‘SHARP’ GLOBAL LABOUR MARKET SLOWDOWN UNDERWAY - UN
GENEVA - The war raging in Ukraine and other overlapping crises are taking a toll on labour markets worldwide, the UN said Monday, suggesting a “sharp” slowdown was already underway.
In a fresh report, the International Labour Organisation cautioned that the outlook for global labour markets has deteriorated in recent months.
“The ILO projects that if current trends continue, global employment growth will deteriorate significantly in the last three months of this current year 2022, and unemployment might start increasing,” agency chief Gilbert Houngbo told reporters.

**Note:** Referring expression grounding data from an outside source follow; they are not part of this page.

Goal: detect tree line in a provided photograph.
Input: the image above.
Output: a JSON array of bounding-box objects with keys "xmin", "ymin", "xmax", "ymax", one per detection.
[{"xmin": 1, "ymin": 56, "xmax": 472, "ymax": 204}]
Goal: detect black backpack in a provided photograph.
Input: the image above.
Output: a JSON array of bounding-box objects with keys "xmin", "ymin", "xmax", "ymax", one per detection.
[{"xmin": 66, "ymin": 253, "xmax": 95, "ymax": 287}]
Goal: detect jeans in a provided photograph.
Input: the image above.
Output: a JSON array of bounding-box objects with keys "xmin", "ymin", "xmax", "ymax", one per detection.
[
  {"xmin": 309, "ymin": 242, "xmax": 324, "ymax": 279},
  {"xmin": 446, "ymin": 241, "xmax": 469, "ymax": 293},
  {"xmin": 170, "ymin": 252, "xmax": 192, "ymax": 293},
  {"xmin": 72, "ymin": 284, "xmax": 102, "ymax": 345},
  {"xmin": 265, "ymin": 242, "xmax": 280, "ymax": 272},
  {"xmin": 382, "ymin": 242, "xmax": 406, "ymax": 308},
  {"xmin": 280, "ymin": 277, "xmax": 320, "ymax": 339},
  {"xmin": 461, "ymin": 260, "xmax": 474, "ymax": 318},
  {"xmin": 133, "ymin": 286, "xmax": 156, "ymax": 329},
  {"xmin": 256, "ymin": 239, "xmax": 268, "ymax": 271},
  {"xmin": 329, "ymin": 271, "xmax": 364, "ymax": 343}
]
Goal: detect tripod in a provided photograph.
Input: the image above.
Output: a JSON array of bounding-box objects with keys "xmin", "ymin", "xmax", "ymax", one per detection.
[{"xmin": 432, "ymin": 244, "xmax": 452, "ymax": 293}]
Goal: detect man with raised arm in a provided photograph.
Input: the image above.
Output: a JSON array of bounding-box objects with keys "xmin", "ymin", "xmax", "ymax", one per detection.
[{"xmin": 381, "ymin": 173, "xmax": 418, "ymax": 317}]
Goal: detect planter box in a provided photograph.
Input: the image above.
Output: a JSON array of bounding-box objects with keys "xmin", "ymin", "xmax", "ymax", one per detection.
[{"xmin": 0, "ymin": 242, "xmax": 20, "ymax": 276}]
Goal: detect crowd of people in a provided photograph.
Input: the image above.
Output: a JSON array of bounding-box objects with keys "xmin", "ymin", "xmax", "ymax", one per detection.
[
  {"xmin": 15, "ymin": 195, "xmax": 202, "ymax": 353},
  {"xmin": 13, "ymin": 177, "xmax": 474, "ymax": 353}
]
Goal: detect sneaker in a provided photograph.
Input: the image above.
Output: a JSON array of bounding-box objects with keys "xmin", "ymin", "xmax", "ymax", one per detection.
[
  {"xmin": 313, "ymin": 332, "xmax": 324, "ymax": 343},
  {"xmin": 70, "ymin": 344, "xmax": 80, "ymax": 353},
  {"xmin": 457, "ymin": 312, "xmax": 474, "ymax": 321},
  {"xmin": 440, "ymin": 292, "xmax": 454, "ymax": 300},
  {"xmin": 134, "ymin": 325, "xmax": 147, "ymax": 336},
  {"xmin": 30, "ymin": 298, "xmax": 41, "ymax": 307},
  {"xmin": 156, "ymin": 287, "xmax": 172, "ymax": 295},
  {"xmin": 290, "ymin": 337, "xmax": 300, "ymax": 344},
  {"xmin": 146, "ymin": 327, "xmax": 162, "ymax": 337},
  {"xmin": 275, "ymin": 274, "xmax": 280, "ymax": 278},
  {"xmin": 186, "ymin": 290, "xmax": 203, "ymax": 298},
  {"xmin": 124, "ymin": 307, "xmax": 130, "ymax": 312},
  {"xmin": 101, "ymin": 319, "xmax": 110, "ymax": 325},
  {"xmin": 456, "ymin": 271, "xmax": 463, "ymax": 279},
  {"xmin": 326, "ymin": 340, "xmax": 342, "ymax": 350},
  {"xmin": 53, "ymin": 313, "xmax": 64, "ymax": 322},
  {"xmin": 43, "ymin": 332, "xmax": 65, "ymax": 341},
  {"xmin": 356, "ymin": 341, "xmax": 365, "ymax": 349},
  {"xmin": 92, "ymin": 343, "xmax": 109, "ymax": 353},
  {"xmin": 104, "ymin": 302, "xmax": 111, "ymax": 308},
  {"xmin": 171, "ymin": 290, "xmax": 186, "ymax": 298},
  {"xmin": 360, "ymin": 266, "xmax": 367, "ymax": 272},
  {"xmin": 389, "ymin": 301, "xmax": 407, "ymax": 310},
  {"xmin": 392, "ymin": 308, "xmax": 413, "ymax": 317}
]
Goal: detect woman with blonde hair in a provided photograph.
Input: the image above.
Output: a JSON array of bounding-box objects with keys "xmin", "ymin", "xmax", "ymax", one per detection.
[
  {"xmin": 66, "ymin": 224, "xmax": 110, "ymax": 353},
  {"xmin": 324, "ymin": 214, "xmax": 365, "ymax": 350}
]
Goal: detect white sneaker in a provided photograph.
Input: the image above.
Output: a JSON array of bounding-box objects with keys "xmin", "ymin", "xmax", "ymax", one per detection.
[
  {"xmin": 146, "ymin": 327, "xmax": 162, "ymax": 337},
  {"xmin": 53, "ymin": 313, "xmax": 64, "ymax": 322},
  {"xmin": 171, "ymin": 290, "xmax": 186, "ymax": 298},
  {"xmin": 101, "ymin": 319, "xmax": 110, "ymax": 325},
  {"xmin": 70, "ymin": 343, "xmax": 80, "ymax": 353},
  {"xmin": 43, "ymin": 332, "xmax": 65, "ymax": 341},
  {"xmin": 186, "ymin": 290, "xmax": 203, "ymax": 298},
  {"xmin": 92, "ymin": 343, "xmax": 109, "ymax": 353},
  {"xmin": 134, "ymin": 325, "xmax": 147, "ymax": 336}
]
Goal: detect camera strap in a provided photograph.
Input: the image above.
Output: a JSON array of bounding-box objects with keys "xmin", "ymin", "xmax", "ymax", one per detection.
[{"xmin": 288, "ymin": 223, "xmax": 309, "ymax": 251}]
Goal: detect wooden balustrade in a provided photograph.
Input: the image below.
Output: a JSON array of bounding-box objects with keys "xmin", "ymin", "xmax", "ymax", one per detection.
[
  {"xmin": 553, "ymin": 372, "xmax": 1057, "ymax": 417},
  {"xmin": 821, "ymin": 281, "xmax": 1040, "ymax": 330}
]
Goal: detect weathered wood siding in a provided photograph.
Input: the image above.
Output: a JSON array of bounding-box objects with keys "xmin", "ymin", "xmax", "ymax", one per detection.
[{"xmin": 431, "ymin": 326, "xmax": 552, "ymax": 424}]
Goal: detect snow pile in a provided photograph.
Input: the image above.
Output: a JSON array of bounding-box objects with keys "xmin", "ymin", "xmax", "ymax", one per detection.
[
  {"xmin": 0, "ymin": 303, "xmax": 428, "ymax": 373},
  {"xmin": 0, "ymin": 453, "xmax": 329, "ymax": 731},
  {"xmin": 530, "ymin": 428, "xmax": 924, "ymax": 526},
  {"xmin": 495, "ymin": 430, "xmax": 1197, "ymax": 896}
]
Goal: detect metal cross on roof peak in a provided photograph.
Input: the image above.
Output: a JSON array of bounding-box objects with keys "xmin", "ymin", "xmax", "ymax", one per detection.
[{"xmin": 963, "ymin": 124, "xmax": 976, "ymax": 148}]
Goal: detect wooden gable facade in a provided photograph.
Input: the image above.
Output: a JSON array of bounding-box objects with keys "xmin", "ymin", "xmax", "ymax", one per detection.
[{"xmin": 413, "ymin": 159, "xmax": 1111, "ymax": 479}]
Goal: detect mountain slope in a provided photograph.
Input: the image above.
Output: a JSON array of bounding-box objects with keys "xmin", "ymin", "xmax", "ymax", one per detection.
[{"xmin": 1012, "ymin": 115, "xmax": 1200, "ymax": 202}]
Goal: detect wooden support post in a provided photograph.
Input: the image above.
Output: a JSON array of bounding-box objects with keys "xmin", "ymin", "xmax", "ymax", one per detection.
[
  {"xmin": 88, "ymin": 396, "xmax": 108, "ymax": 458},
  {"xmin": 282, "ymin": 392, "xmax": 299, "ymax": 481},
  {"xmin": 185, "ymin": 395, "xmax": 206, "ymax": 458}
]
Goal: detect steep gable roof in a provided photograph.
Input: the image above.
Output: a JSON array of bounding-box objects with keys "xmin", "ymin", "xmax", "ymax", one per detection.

The UN agency warned that multiple, overlapping crises, compounded by Russia’s war in Ukraine, were piling up with the world still in the grips of the Covid-19 pandemic.
Amid deepening energy and food security crises, swelling inflation, tightening monetary policy and fears of a looming global recession, it said both employment creation and the quality of jobs were declining.
“While it normally takes time for an economic slowdown or a recession to result in job destruction and unemployment, available data suggests that a sharp labour market slowdown is already underway,” the report said.
At the beginning of this year, as the world began recovering from the height of the pandemic, employment-to-population ratios returned to or even exceeded pre-Covid-crisis levels in most advanced economies.
ILO said this uptick was especially apparent in highskilled occupations - but cautioned that it was also driven by a surge in informal jobs, where social protections are generally lacking.
The situation has worsened in recent months, ILO said, estimating that overall hours worked was 1.5 percent below pre-pandemic levels in the third quarter.
That amounts to a deficit of 40 million full-time jobs.